According to the report, Bitcoin (BTC) fell over the weekend to as low as $63,000 before rebounding to around $67,000. It added that with the conflict now in its third day and the Strait of Hormuz effectively sealed off, there have been no clear signals of de-escalation.
The macro backdrop is also weighing on markets. International oil prices jumped about 9% in a single day to top $80 a barrel, and the Brent outlook was revised up to $100. Gold also climbed to around $5,400 an ounce, lifting its market capitalization by roughly $1 trillion in a short period. U.S. equities plunged early in the session, and the volatility index (VIX) hit its highest level of the year.
Wintermute said that “if elevated energy prices persist, core inflation could become sticky again,” and that “this increases the likelihood of delayed Fed rate cuts and weighs on growth assets.”
It also assessed that the crypto market is being heavily influenced by macro variables. The report said, “Bitcoin has seen some rebound while still down 45% from its all-time high, but the spillover effects of the energy shock have not yet been fully priced in.”
That said, ETF flow data showed some positive signals. Net inflows of more than about $1 billion late last week briefly halted a five-week streak of outflows. However, cumulative outflows since the start of the year total roughly $4.5 billion. Institutional participation in the over-the-counter (OTC) market was reported to be markedly lower than in the prior $85,000–$95,000 range.

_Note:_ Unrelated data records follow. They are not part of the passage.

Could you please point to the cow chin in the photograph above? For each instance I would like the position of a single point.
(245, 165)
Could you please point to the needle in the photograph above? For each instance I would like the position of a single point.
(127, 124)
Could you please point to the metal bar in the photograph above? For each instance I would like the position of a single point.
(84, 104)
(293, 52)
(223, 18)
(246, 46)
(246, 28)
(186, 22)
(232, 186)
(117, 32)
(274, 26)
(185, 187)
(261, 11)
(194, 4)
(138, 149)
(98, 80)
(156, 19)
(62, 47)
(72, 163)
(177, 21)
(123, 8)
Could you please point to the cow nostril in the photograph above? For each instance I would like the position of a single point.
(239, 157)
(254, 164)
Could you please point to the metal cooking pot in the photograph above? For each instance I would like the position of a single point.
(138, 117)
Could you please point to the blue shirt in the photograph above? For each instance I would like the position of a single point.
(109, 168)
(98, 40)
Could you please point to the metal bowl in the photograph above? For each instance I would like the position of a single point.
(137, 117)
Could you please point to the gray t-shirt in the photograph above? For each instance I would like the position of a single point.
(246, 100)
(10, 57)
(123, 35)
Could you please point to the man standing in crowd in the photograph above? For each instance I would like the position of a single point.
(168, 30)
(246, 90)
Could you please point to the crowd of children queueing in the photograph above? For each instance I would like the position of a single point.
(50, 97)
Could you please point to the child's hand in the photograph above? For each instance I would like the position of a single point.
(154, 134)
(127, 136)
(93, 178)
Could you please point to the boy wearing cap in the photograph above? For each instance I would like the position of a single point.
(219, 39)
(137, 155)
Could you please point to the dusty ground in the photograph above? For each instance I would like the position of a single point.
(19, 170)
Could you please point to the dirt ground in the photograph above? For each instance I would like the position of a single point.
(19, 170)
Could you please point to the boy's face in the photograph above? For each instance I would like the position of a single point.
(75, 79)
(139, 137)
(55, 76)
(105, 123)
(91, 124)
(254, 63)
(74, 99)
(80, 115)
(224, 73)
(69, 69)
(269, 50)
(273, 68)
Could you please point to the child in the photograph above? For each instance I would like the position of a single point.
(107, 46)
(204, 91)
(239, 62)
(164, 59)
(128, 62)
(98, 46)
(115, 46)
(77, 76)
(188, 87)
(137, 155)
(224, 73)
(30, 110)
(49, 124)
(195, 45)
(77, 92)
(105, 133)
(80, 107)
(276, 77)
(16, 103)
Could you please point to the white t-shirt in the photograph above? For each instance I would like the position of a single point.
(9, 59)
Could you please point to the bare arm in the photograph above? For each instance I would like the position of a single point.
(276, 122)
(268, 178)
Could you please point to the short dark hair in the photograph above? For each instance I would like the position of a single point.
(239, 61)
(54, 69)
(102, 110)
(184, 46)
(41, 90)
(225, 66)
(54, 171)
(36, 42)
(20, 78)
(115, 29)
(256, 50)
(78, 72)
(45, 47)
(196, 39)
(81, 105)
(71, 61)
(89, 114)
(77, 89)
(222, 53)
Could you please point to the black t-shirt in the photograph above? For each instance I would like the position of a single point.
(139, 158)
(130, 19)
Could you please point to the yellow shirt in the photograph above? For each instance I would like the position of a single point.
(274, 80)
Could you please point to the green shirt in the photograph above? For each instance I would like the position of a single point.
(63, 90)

Volatility gauges also surged. The crypto volatility index (DVOL) rose from the 30s–40s to around 55, while the options market is pricing in daily moves of 2.5–3%. Some market participants argue that if Bitcoin falls into the mid-to-high $50,000s, it could create an attractive risk-reward zone on a 12–18 month horizon.
On altcoins, it said they are “showing a classic bear-market pattern,” adding that “while short-term bounces occur, the lack of chase buying suggests limited sustainability.”
Wintermute said that “for now, caution comes first,” adding that “whether the Strait of Hormuz is reopened and signs of de-escalation will determine short-term direction.” It added that “if energy prices remain elevated and the Fed’s policy response is constrained, risk assets broadly could face further pressure.”